Horvitz’s group is working with Microsoft’s traffic and routing team on the possibility of commercializing aspects of ­SmartPhlow. And in 2005 Microsoft announced that it had licensed the core technology to Inrix of Kirklan­d, WA, which launched the Inrix Traffic application for Windows Mobile devices last March. The service offers traffic predictions, several minutes to five days in advance, for markets across the United States and England.

Although none of the technologies involved in SmartPhlow is entirely new, notes Daphne Koller, a probabilistic-modeling and machine-learning expert at Stanford University, their combination and application are unusual. “There has been a fair amount of work on anomaly detectio­n in large data sets to detect things like credit card fraud or bio­terrorism,” she says.

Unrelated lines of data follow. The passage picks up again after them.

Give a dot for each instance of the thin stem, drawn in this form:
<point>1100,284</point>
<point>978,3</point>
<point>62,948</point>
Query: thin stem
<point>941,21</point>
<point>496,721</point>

But that work emphasizes the detection of present anomalies, she says, not the prediction of events that may occur in the near future. Additionally, most predictive model­s dis­regard statistical outliers; H­orvitz’s specifically tracks them. The thing that makes his approach unique, though, is his focus on the human factor, Koller says: “He’s explicitly trying to model the human cognitive process.”

The question is how wide a range of human activities can be modeled this way. While the algorithms used in SmartPhlow are, of necessity, domain specific, Horvit­z is convinced that the overall approach could be generalized to many other areas. He has already talked with political scientists about using surprise modeling to predict, say, un­expected conflicts. He is also optimistic that it could predict, for example, when an expert would be surprised by changes in housing prices in certain markets, in the Dow Jones Industrial Average, or in the exchange rate of a currency. It could even predict business trends. “Over the past few decades, companies have died because they didn’t foresee the rise of technologies that would lead to a major shift in the competitive landscape,” he says.

Most such applications are a long way off, Horvitz concedes. “This is a longer-term vision. But it’s very important, because it’s at the foundation of what we call wisdom: understanding what we don’t know.”